MATLAB: Uploading small vectors to GPU is faster than directly creating them

cudagpugpuarraymallocParallel Computing Toolbox

Hello,
while experimenting with the GPU support for MATLAB I noticed that it is faster to create an array and uploading it afterwards with gpuArray than creating it directly with the functions provided by parallel.gpu.GPUArray.
To show this behaviour for different array sizes I've written a small test script. I've uploaded a image of the most interesting output here. What it shows is that for array sizes smaller than 300.000 elements it is faster to create the array on the CPU and then uploading it with gpuArray. I know that it is probably bad practice on my side if I want to create many small arrays on the GPU. But the missing gpuArray indexing support in the trial version I tested did not allow me to create one big matrix. Unfortunately the trial is now over. Now I wanted to ask if this behavior is normal or some kind of a bug. For me it looks like the GPUArray functions hit some kind of a bottleneck because the CPU usage was at 100% for one core when running the test.
-------------------------------------------------------------------------------------
MATLAB Version 7.11.1.866 (R2010b) Service Pack 1
MATLAB License Number: DEMO
Operating System: Microsoft Windows 7 Version 6.1 (Build 7600)
Java VM Version: Java 1.6.0_17-b04 with Sun Microsystems Inc. Java HotSpot(TM) 64-Bit Server VM mixed mode
-------------------------------------------------------------------------------------
MATLAB Version 7.11.1 (R2010bSP1)
Parallel Computing Toolbox Version 5.0 (R2010bSP1)
Parallel Computing Toolbox Version 5.0 (R2010bSP1)
Signal Processing Toolbox Version 6.14 (R2010bSP1)
  • Windows 7
  • Nvidia Driver: 275.33
  • Cuda Toolkit v4.0
  • GPU: GeForce GTX 460 with 1 GB Memory (not sure about this at the moment because I can't look it up)
The test script:
MBtoLeave = 10;
dev = gpuDevice();
free = dev.FreeMemory;
free = free - MBtoLeave * 1024^2;
maxPow = floor(log2(free/4));
mallocFuncs = {@(y, x, t) gpuArray(zeros(y, x, t)),...
@parallel.gpu.GPUArray.zeros, @parallel.gpu.GPUArray.ones...

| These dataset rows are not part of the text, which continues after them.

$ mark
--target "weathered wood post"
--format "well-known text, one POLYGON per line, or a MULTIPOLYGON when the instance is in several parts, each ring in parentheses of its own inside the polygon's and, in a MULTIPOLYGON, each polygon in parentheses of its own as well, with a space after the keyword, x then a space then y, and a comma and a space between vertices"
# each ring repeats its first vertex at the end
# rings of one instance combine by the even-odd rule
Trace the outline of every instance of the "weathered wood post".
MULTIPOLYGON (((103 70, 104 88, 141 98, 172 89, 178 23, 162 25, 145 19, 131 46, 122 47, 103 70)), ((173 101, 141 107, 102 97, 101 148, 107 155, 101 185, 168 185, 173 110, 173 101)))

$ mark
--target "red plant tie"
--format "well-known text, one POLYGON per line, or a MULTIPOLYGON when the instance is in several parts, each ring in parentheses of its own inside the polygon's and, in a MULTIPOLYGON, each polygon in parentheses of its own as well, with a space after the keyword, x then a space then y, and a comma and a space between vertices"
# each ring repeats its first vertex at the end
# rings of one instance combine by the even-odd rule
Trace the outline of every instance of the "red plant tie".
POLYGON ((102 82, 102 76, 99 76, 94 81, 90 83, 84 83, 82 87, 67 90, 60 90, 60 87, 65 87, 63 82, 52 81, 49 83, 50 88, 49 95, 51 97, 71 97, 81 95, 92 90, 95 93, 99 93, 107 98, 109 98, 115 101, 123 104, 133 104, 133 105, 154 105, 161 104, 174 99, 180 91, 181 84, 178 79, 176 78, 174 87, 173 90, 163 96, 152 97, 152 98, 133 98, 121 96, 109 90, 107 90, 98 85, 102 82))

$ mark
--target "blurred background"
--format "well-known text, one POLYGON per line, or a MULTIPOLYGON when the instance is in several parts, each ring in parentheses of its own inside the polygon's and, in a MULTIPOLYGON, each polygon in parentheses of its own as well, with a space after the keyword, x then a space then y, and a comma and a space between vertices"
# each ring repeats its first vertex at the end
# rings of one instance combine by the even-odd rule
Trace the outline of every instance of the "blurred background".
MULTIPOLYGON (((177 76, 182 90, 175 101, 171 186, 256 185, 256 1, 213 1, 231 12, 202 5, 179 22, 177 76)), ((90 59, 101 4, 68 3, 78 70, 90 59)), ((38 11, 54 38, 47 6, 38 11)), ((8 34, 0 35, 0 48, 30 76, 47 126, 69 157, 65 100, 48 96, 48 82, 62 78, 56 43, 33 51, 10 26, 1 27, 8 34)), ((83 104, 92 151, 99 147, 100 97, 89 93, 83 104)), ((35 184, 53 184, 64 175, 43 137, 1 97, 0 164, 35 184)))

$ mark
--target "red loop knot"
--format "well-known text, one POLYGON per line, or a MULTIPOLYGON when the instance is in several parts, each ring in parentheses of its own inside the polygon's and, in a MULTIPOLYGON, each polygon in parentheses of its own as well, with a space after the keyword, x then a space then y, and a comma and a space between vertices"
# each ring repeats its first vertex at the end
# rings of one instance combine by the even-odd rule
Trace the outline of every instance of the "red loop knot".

@parallel.gpu.GPUArray.nan, @parallel.gpu.GPUArray.inf,...
};
results = {};
for mallocFunc=mallocFuncs
mallocFunc = mallocFunc{:};
fprintf('Malloc method: %s\n', func2str(mallocFunc));
iterations = 2000;
times = [];
for pow=0:maxPow-1
mallocSize = 2^pow;
tic;
for k=1:iterations
g = mallocFunc(mallocSize, 1, 'single');
end
time = toc;
mallocsPerSec = iterations/time;
bytesPerSec = mallocsPerSec * mallocSize * 4;
fprintf('Malloc size: %d, time: %f, mallocs per second: %f, MB/s: %f\n',...

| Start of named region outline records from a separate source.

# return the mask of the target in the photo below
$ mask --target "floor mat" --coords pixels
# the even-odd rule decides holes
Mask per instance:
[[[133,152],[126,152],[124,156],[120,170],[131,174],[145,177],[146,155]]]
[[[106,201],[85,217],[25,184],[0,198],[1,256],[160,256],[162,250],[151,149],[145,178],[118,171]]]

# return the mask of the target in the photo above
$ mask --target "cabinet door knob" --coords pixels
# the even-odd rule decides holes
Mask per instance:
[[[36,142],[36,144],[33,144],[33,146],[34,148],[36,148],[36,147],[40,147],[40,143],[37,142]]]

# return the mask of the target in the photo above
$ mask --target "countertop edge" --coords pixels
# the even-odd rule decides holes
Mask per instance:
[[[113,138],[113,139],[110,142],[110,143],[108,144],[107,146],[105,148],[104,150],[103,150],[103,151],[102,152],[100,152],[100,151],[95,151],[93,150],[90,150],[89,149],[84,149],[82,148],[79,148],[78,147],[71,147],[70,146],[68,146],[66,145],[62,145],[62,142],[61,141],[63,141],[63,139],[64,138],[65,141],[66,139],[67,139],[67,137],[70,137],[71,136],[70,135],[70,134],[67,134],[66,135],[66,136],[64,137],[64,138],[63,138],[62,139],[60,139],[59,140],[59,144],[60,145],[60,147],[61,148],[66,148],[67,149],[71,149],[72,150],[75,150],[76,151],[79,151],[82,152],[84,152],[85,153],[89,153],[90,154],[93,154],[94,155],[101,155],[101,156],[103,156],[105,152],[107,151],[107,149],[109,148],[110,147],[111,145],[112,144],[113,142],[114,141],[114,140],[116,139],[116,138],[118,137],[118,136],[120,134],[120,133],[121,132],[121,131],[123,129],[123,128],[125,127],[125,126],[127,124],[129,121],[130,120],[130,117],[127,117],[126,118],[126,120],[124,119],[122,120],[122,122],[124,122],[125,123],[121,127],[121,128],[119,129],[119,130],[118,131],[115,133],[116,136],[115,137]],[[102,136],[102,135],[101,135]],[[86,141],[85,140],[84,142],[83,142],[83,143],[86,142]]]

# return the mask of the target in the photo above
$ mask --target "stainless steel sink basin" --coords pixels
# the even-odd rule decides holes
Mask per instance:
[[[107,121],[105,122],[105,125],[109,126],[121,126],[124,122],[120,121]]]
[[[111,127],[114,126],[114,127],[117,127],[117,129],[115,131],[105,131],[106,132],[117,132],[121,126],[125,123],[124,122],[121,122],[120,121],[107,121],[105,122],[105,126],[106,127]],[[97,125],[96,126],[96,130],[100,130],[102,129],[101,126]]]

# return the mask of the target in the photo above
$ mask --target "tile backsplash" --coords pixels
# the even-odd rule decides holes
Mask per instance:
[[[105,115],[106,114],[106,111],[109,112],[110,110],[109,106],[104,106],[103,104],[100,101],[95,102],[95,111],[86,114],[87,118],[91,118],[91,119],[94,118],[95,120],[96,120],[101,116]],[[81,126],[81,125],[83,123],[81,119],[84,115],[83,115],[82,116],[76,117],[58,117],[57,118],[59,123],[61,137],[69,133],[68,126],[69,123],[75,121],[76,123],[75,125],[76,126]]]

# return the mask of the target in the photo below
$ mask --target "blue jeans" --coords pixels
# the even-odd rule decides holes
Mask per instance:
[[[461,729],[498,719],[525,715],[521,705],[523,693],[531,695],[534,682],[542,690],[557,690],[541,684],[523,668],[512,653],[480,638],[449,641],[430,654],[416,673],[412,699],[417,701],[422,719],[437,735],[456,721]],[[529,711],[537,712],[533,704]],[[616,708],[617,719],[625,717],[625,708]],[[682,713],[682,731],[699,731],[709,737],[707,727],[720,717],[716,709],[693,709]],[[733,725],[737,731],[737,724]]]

mallocSize, time, mallocsPerSec, bytesPerSec/1024^2);
if time > 1.5
iterations = iterations / 2;
end
times(end+1, 1:4) = [mallocSize, time, mallocsPerSec, bytesPerSec];
end
results(end+1, 1:2) = {mallocFunc, times};
end
mallocsPerSec = cell2mat(cellfun(@(x) x(:, 3), results(:, 2), 'UniformOutput', false)');
mbPersSec = cell2mat(cellfun(@(x) x(:, 4), results(:, 2), 'UniformOutput', false)') / 1024^2;
x = results{1, 2}(:, 1);
semilogx(x, mallocsPerSec);
title('Allocations per second');
legend(cellfun(@func2str, results(:, 1), 'UniformOutput', false))
figure
semilogx(x, mbPersSec);
legend(cellfun(@func2str, results(:, 1), 'UniformOutput', false))

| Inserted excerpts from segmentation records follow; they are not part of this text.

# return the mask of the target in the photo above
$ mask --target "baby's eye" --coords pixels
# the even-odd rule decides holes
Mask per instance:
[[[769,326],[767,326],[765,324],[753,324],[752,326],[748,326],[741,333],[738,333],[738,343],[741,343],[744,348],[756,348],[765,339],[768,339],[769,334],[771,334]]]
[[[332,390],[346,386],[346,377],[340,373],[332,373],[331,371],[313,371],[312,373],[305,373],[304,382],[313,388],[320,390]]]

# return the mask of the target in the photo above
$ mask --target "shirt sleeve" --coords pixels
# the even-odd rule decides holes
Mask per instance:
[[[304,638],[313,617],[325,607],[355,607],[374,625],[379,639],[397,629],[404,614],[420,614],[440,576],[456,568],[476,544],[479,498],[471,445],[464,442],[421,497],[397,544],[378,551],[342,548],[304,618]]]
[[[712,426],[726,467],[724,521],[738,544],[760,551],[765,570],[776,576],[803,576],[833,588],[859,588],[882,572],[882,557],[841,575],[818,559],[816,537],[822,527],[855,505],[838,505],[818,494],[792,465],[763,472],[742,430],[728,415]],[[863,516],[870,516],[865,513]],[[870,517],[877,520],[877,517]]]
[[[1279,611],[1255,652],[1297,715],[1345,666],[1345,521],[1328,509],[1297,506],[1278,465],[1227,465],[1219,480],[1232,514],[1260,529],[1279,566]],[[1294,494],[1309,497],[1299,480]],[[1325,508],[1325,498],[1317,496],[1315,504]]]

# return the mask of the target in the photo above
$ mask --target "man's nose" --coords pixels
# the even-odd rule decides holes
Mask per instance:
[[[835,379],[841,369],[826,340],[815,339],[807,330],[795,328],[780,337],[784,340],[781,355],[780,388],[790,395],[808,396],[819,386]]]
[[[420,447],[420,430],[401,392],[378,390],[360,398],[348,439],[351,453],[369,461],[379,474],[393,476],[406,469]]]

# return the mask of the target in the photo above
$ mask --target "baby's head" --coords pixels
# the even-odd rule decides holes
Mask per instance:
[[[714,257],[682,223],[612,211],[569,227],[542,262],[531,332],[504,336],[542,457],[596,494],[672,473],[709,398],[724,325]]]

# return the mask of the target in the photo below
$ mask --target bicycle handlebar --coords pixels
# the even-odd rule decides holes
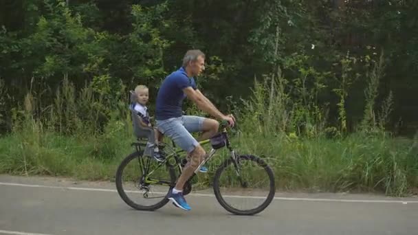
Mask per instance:
[[[230,126],[230,124],[228,121],[222,120],[219,122],[219,126],[221,128],[227,128]]]

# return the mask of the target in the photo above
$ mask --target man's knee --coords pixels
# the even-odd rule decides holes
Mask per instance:
[[[191,166],[197,168],[204,161],[206,154],[206,152],[200,145],[196,146],[195,150],[190,153]]]
[[[214,120],[210,118],[206,118],[204,122],[204,131],[210,131],[214,133],[218,131],[219,128],[219,123]]]

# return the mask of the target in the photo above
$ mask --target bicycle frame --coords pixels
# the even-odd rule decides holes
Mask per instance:
[[[227,131],[226,128],[223,128],[222,131],[223,133],[227,133]],[[230,143],[229,141],[229,138],[228,135],[226,135],[226,146],[228,148],[228,150],[230,150],[230,153],[231,154],[231,157],[234,159],[234,165],[236,165],[236,157],[235,157],[235,153],[234,151],[234,149],[231,147],[230,146]],[[210,139],[206,139],[206,140],[203,140],[201,142],[199,142],[199,144],[201,146],[205,146],[207,145],[208,144],[210,143]],[[169,159],[170,158],[174,157],[175,161],[175,164],[177,166],[179,171],[180,172],[180,173],[182,173],[183,172],[183,168],[182,167],[182,162],[179,160],[179,154],[180,153],[184,153],[184,150],[183,150],[182,149],[179,149],[179,150],[174,150],[172,148],[169,147],[169,146],[166,146],[166,147],[168,147],[171,152],[173,153],[168,155],[166,159],[164,161],[162,161],[160,163],[158,164],[158,166],[154,168],[151,172],[145,172],[145,177],[144,178],[144,183],[155,183],[155,184],[160,184],[160,185],[163,185],[163,186],[173,186],[174,187],[174,186],[170,183],[170,182],[168,182],[168,181],[155,181],[151,179],[150,179],[149,176],[153,173],[156,170],[157,170],[158,168],[160,168],[163,165],[167,165],[168,167],[174,167],[174,165],[170,165],[168,162]],[[225,147],[225,146],[224,146]],[[223,147],[222,147],[223,148]],[[208,162],[216,153],[217,150],[214,149],[213,148],[212,148],[210,149],[210,150],[209,151],[209,153],[206,155],[206,156],[205,157],[204,161],[200,164],[200,165],[199,166],[199,167],[197,167],[197,168],[195,170],[195,174],[197,173],[197,172],[199,171],[199,170],[200,169],[200,168],[204,166],[206,162]],[[140,157],[140,159],[142,159],[142,157]],[[149,159],[148,159],[149,161]],[[141,164],[141,163],[140,163]],[[148,166],[149,166],[149,161],[148,161]],[[236,172],[237,174],[239,174],[238,172]]]

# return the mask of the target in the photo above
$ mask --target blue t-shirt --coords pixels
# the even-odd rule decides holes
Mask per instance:
[[[156,120],[164,120],[182,115],[183,100],[186,96],[183,89],[188,87],[197,89],[195,78],[188,78],[183,67],[171,73],[164,79],[157,94]]]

title('Megabytes per second');
figure
loglog(x, 1./mbPersSec);
legend(cellfun(@func2str, results(:, 1), 'UniformOutput', false))
title('Time to transfer 1 MB');

Best Answer

The parallel.gpu.GPUArray.* build functions in R2010b were provided mostly to allow you to avoid host allocation prior to copying to the GPU, and we've made performance improvements to them (and many other things too) since that release; however in R2011a the build family of functions still have MATLAB-code wrappers which do introduce some overhead. We're working on removing all of those to improve performance. In case you weren't aware, R2011a also has GPUArray indexing.